Try booting off a LiveCD, assuming that works (more or less rules out CPU, Mobo, Ram), try mounting the local disk. Do an fsck to see if that works. If so, probably not the HDD. In that case then i'd chroot into the installation and see if basic commands work (i'd also try gzip and grep just in case they are the real faults). Then assuming that goes well, i'd try some of the init.d scripts and simulate starting the box.

Hopefully at one point above something will jump out.

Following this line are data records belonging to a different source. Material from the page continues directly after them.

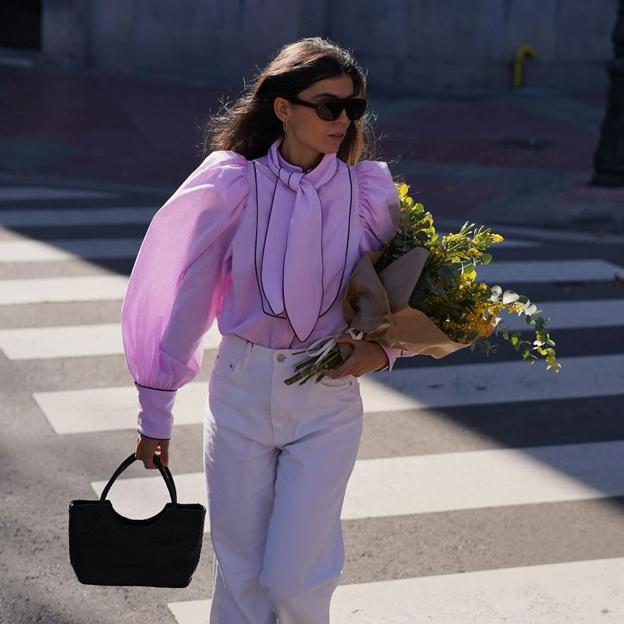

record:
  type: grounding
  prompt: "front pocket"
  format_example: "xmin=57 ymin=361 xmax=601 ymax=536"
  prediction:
xmin=318 ymin=374 xmax=355 ymax=388
xmin=211 ymin=350 xmax=244 ymax=379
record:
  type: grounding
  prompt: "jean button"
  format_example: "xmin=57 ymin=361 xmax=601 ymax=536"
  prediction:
xmin=276 ymin=353 xmax=286 ymax=362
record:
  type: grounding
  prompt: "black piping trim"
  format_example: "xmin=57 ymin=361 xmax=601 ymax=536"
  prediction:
xmin=136 ymin=431 xmax=171 ymax=441
xmin=252 ymin=161 xmax=290 ymax=321
xmin=252 ymin=157 xmax=353 ymax=346
xmin=318 ymin=161 xmax=352 ymax=319
xmin=134 ymin=382 xmax=177 ymax=392
xmin=259 ymin=164 xmax=282 ymax=316
xmin=280 ymin=172 xmax=324 ymax=344
xmin=285 ymin=160 xmax=352 ymax=345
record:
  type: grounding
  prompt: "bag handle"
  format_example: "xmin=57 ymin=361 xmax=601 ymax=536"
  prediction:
xmin=99 ymin=452 xmax=178 ymax=506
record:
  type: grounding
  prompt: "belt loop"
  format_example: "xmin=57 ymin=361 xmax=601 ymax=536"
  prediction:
xmin=242 ymin=340 xmax=253 ymax=369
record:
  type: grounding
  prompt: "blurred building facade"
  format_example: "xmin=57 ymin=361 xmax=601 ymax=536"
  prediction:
xmin=1 ymin=0 xmax=617 ymax=92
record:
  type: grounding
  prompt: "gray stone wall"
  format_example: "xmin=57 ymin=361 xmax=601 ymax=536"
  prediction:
xmin=41 ymin=0 xmax=617 ymax=91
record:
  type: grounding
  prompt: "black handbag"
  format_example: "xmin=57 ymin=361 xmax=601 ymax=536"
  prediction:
xmin=68 ymin=451 xmax=206 ymax=587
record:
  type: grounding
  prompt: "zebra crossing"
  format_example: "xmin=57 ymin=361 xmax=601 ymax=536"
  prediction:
xmin=2 ymin=297 xmax=623 ymax=360
xmin=31 ymin=354 xmax=624 ymax=434
xmin=169 ymin=558 xmax=624 ymax=624
xmin=86 ymin=438 xmax=624 ymax=526
xmin=2 ymin=184 xmax=624 ymax=622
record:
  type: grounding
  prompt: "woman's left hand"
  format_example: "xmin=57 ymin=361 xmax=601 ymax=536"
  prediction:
xmin=320 ymin=334 xmax=388 ymax=378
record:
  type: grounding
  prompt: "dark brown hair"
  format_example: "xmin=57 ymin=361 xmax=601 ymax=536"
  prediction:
xmin=203 ymin=36 xmax=379 ymax=164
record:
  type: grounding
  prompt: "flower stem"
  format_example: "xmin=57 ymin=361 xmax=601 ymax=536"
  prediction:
xmin=283 ymin=347 xmax=344 ymax=385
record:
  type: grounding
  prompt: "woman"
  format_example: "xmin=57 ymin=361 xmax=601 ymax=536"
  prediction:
xmin=122 ymin=36 xmax=410 ymax=624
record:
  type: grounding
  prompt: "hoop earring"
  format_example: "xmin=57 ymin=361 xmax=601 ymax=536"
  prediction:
xmin=283 ymin=120 xmax=288 ymax=134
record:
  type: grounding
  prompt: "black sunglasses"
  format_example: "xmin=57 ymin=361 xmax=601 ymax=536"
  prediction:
xmin=286 ymin=96 xmax=367 ymax=121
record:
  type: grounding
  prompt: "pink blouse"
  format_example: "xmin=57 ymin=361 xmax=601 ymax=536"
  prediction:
xmin=121 ymin=136 xmax=414 ymax=439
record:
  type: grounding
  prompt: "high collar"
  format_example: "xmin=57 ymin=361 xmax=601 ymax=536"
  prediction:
xmin=269 ymin=136 xmax=337 ymax=180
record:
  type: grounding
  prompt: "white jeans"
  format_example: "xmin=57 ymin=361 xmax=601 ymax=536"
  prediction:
xmin=203 ymin=333 xmax=364 ymax=624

Past experience though suggests faulty hardware.

Let me know how you get on?

hyperdaz
March 28th, 2010, 05:17 PM
Thanks for the quick reply

Iv done most of what you have said so far.
I am using a LiveCD atm to backup as much data as possible. everything works fine from LiveCD, I have also run the memory tester on the RAM to check that..

I can mount the local disk, in fact I can boot the machine but everything is read-only and I cant stop Ubuntu from giving me the rescue menu every time.

grep does not work (and was one of the first things I noticed) I have not tried gzip but I believe there are more broken packages, ping firestarer possibly more but have not seen anything that tests for broken Debian packages (apart from dependencies)... While the machine is in this reduced state (even though the menu option is boot normally) there's no networking.

Grep, I did re-install grep from a the debian package but as things are in read-only when I reboot it's straight back to the broken grep.

"i'd chroot into the installation" Not 100% sure how to do this...

Then assuming that goes well, i'd try some of the init.d scripts and simulate starting the box.

I don't believe its faulty hardware, at this point in time :-|

I have also run fsck on the drive with no errors.

hmmm

craigp84
March 30th, 2010, 12:14 AM
"i'd chroot into the installation" Not 100% sure how to do this...

From the live cd mount the root filesystem (read / write) from disk onto say /recovery. Then use "chroot /recovery /bin/sh" which will drop you into a statically linked sh shell from your installation -- this shell has no dependencies so has maximum chance of avoiding corruption that may lie in libraries.

Assuming that gets you in, a quick peek about to see what's stuffed and what's not is in order. Depending on how far things go, i'd maybe even attempt an "apt-get install --reinstall grep" just out of curiosity and see what works and what doesn't.


I don't believe its faulty hardware, at this point in time

Yup i'd agree from what you've said it's totally possible it's something else.

Do you have any inkling towards what may have caused this? It's a really big failure whatever's gone wrong.

Whatever the sysadmin version of "spidey sense" is, i just cant shake mine, it's still tingling a sensation of hardware (south bridge/raid card/whatever or disk) failure right now. I couldn't, with a clear conscience, reinstate that box in production just yet.